- The Meaning of Suspect Transactions
Bankruptcy law works with the assumption that debtor asset is insufficient to meet the demands of creditors. In principle, a solvent debtor has every right to effect payments to any of his creditors since in this case there is no race to court room problem. Thus, to understand suspect transactions, it is necessary to define what insolvency means and when do we say the person is insolvent?
Simply, insolvency is inability to pay the debt when they become due and payable. There are two primary tests which have been employed in determining whether a person or a company is insolvent. These are cash flow test and balance sheet test.
The cash flow test provides that a company is insolvent when it is unable to pay its debts as they fall due. The important point is whether or not the company pays its debt in carrying on the business. If a company fails the test it means in effect, that it has insufficient resources available to pay creditors. On the other hand, balance sheet test states that if its total liabilities (including the cost of liquidation) out weight the value of its assets and therefore the company’s assets are insufficient to discharge its debt. UNCITRAL guideline to insolvency law define balance sheet test based on excess of liability over assets as an indication of financial distress. Thus, a payment or transfer of debtor asset with in suspect period will have detrimental effect to the other creditors and hence it is suspect transaction. It is reasonable to raise the question, what means by suspect transaction?

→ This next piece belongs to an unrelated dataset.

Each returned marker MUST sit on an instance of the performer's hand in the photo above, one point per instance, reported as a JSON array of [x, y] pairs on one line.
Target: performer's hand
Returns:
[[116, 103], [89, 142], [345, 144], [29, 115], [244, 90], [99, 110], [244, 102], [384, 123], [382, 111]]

Suspect transaction is simply transactions which result in a creditor obtaining an advantage or irregular payment. Thus, it is a transaction which benefits one or more creditors at the expense of other creditors. This creates a race of the most diligent which in turn dependent up on access to information. Furthermore, such type of transactions encourages favoritism by the debtor to some selected creditors by anticipating future relationship.